При сухом способе замораживания на дно бочки или чана насыпали мелко наколотый лёд, покрывая всё дно. Затем лёд посыпался солью, расходовали приблизительно от 2 до 3 кг соли на пуд рыбы (т. е. 120-190 граммов на 1 кг сёмги, в зависимости от качества соли). На слой льда с солью клали сёмгу рядами, плашмя – одна к другой. Полную бочку оставляли на сутки. Соль в соединении со льдом охлаждала температуру, и сёмга замораживалась.
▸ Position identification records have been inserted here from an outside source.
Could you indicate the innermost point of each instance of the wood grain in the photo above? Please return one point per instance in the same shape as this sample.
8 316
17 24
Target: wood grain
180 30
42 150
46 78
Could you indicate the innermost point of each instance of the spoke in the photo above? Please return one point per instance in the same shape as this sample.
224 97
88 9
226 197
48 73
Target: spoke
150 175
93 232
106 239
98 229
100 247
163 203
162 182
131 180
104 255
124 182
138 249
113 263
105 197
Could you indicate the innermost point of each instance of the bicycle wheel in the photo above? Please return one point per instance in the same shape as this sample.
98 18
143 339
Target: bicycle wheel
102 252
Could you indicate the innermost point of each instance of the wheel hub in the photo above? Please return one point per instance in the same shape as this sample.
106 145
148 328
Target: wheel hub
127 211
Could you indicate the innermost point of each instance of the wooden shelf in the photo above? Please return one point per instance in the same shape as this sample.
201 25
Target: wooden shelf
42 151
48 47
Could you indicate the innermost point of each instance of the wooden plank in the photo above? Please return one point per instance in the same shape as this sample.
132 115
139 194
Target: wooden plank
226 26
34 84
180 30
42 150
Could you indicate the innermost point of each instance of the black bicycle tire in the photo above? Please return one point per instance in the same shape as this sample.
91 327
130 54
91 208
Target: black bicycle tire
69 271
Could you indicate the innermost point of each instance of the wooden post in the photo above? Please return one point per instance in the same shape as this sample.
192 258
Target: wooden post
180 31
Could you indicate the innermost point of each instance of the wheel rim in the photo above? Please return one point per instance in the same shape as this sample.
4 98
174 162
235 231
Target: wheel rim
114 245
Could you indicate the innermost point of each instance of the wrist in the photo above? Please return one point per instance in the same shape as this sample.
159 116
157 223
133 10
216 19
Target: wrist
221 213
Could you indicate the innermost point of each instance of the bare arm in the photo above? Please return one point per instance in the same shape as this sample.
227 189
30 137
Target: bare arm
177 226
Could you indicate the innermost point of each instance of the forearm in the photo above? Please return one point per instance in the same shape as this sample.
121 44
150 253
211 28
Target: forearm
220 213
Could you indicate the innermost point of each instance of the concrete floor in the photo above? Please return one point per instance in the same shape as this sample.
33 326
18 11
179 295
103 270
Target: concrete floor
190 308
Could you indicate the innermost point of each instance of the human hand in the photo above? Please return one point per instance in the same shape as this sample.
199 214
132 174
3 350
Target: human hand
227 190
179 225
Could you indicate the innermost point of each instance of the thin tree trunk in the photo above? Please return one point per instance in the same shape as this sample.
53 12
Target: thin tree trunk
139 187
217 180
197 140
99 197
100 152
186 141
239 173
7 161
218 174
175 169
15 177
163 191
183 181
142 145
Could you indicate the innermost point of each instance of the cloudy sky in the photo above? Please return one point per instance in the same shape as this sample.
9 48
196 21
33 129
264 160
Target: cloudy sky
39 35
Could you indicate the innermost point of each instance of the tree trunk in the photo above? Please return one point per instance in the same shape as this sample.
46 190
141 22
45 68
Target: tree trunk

После замораживания делалась засолка.
Затем засоленную рыбу отправляли в Архангельск, Петербург, Москву и в Европу.
Конец XVII века ознаменовался гонением властей на старообрядцев, затронул, по всей видимости этот процесс и семью Лудниковых.
12 декабря 1667 года в Пустозёрск был этапирован и духовный лидер староверов – протопоп Аввакум, вместе с ним туда же были сосланы его сподвижники, Никифор, Лазарь, Епифаний. Здесь их поместили «порознь, очистя пустозерских крестьян избы, по одному человеку в ызбе», под надзором сопровождавшего их по всему пути следования сотника Феодора Акишева и девяти стрельцов. Народное предание говорит, что во время пути в Пустозёрск и остановки стражи у села Усть-Цильма на Печоре «Аввакум к народу обращался, просил, чтобы старых обрядов держались… руку высоко взметнул с крестом верным и крикнул: «Этого держитесь, не отступайтесь!».
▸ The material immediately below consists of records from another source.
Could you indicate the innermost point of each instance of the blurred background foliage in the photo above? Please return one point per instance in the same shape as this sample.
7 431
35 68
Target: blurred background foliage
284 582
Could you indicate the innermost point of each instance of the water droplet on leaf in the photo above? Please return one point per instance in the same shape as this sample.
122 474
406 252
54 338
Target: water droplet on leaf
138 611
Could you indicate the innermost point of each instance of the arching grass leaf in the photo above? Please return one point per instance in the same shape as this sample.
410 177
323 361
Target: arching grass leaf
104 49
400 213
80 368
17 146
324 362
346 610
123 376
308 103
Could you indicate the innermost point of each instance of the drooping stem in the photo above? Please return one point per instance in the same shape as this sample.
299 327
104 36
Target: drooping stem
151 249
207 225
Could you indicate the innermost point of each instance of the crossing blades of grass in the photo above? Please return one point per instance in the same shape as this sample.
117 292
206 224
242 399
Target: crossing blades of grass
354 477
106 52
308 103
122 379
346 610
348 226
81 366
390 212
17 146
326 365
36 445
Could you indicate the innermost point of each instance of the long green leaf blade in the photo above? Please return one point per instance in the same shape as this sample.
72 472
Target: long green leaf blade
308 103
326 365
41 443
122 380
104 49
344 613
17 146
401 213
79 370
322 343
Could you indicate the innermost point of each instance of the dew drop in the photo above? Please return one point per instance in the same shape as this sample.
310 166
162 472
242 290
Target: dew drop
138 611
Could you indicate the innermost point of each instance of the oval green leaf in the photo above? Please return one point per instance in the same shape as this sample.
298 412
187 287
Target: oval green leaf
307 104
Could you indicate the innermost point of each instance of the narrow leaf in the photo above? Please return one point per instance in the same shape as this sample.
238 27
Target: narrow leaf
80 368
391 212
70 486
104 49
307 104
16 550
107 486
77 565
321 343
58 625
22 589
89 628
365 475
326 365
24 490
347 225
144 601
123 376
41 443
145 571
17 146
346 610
Видимо, поэтому старообрядцы не селились в Пустозёрске, а старались основать поселение на некотором отдалении от мрачного места. Так вот, среди этих ревнителей веры, как я могу допустить, были и мои предки. А вывод такой я сделал, получив в руки пересланные мне Еленой Дмитриевной Лудниковой, краеведом из села Оксино, архивные материалы, среди которых было письмо, написанное в декабре 1808 года благочинным Пустозерского прихода Стефаном Спирихиным, в котором сообщалось, что Иван Зотиков Лудников был псаломщиком при местной церкви в селе Оксино.

В 1668 году начался бунт монахов Соловецкого монастыря против церковной справы, вводимой по всей стране патриархом Никоном, вошедший в историю как Соловецкое восстание 1667-1676 годов.
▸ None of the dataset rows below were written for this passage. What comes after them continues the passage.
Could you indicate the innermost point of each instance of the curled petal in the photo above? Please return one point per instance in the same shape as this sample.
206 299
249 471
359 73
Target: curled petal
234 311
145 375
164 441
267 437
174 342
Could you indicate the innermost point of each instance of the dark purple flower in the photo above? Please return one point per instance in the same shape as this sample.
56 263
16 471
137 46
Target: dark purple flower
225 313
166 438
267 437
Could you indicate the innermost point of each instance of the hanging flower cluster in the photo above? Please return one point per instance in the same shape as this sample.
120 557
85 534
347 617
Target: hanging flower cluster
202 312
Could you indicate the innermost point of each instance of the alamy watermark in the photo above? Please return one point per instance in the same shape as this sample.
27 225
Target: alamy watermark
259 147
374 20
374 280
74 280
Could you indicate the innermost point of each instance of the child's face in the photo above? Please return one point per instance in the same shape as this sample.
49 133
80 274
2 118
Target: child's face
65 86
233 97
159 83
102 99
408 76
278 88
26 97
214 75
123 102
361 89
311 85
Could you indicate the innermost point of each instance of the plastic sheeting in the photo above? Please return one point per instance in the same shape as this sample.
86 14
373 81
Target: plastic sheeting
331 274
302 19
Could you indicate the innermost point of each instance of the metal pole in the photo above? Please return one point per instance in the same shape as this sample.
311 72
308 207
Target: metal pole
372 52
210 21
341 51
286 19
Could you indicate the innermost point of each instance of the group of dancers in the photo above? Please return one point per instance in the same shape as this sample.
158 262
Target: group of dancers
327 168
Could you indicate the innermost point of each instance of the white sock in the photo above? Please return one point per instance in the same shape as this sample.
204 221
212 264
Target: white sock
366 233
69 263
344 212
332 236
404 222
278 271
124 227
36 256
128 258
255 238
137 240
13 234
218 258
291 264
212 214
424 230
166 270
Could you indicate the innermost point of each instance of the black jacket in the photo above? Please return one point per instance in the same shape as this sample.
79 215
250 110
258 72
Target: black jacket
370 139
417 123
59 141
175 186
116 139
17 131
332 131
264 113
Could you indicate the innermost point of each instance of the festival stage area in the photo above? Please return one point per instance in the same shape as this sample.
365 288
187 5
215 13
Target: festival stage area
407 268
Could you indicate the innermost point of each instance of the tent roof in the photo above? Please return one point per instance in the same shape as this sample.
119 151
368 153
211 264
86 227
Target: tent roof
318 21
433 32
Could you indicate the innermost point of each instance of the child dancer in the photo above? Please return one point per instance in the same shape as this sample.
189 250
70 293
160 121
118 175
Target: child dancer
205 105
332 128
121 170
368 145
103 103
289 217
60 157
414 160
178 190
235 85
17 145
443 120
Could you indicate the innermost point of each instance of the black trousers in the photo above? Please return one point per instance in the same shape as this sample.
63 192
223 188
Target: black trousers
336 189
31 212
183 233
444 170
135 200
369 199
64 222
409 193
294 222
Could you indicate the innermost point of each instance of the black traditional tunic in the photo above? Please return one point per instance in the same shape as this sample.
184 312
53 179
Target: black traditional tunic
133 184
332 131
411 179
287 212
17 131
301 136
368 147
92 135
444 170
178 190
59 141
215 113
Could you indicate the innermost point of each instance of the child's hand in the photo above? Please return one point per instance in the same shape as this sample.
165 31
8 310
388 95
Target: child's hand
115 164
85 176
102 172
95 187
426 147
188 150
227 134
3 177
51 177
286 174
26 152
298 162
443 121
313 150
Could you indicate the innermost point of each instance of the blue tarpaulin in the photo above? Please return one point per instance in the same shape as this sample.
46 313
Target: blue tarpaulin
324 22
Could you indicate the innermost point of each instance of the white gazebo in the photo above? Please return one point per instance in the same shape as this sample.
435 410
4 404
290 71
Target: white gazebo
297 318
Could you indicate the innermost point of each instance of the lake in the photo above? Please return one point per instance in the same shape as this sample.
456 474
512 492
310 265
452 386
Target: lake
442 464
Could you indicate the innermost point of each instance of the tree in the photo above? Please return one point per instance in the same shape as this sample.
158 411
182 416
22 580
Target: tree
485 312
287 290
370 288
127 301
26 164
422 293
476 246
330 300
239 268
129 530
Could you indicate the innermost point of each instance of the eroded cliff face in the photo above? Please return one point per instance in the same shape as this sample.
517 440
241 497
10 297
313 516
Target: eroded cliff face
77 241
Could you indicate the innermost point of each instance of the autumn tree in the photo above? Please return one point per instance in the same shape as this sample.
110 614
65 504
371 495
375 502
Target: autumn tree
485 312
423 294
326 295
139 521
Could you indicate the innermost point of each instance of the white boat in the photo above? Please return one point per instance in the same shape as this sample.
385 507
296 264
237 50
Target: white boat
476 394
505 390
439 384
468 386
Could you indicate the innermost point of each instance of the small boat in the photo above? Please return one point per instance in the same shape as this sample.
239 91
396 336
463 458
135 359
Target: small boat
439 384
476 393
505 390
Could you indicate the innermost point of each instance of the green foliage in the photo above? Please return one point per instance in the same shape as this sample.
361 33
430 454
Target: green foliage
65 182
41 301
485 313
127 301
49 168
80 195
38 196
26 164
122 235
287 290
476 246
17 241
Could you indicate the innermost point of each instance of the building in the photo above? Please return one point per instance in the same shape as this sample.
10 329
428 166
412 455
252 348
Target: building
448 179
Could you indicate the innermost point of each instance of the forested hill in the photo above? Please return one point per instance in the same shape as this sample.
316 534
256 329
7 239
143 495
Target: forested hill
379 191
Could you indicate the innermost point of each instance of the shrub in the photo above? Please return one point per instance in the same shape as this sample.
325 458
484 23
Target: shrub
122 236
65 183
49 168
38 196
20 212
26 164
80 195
Соловецкий монастырь был в те времена северным русским форпостом, имеющим важное стратегическое значение, обусловленное опасностями, исходящими со стороны Англии и Дании. С 1637 года оборона Русского Севера полностью возложена на монастырь. В 1657 году значительная часть братии получила оружие. Построенная на рубеже XVI-XVII веков под руководством поморского крестьянина Трифона Кологривова крепость сделала монастырь неприступным. Его военная мощь подкреплялась экономической. В собственности монастыря находились огромные земельные наделы на материке, соляной и рыбный промыслы, разработки слюды, железноделательное и жемчужное производство, разные ремёсла, книгописание и иконописание.
Поэтому долгие 8 лет царские войска и не могли взять эту твердыню русского Севера, и лишь предательство помогло осаждавшим проникнуть в монастырь и учинить там суд и разгром.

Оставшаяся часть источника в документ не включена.